Scholz: Wenn Sie die Grippe haben, gehen Sie dann zum Hausarzt und lassen sich auf Grippe testen? Das macht keiner. So müssen wir auch mit Corona umgehen. Wer sich nach einer Corona-Infektion wieder gesund fühlt, sollte sich auch nicht mehr freitesten, sondern könnte einfach noch ein paar Tage eine FFP2-Maske tragen. Die Ärzte sollten künftig festlegen, wer getestet werden muss.
Was wohl Herr Lauterbach zu dieser Haltung denkt...
Scholz: Wir haben mit Herrn Lauterbach erstmals einen Gesundheitsminister, der sehr belesen ist. Er ist in der Lage, einen englischen Fachartikel zu verstehen. Er ist ein gut ausgebildeter Professor und bringt eine hohe Fachexpertise mit. Aber anders als ein Wissenschaftler muss er als Minister auch gute politische Entscheidungen treffen können. Ich nehme ihm ab, dass er die Bevölkerung schützen will, ohne dass wir wieder über Lockdowns reden.
Lauterbach hat auch die Anhebung um 0,3 Prozent beim Krankenkassen-Zusatzbeitrag verkündet – und das in einer Zeit dramatischer Wohlstandsverluste.

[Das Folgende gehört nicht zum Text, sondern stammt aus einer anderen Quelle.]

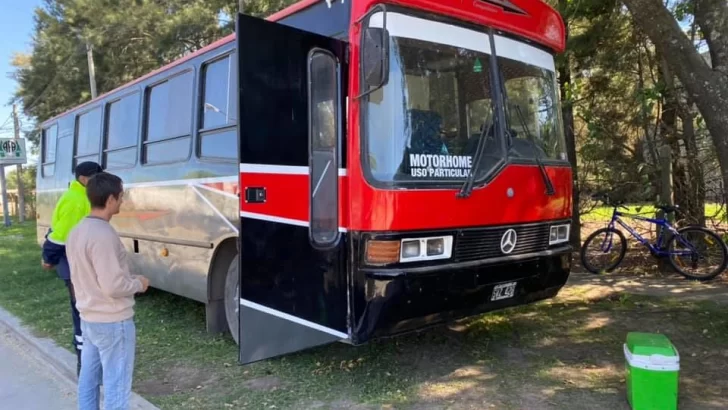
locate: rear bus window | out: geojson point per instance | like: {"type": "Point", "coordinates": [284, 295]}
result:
{"type": "Point", "coordinates": [167, 134]}
{"type": "Point", "coordinates": [121, 136]}
{"type": "Point", "coordinates": [218, 136]}
{"type": "Point", "coordinates": [88, 137]}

Scholz: Jede Strom-, Gas-, Tank- und Lebensmittelrechnung steigt. Es gibt keinen Lebensbereich, der nicht teurer wird. Der Marburger Bund fordert für die Ärzte an den Universitätsklinika 8,9 Prozent mehr Gehalt. Diese Steigerung wird so nicht kommen. Aber irgendwer muss Gehälter und teurere medizinische Produkte bezahlen. Offenbar gibt es im Bundestag keine Bereitschaft, all das mit Steuergeld zu finanzieren. Also bleibt der Kassenbeitrag.
Sie sind der Bruder von Bundeskanzler Olaf Scholz. Finden Sie trotz Ihrer Jobs noch Zeit, miteinander zu sprechen?
Scholz: Mein Bruder und ich reden miteinander – aber wir haben die Verabredung, dass wir in der Öffentlichkeit nicht übereinander reden. Aber um sie zu beruhigen: Wir sind im guten Austausch miteinander. Gerade heute haben wir telefoniert.
Worum ging‘s?
Scholz: (lacht) Tut mir leid. Er macht seinen Job, ich mache meinen Job.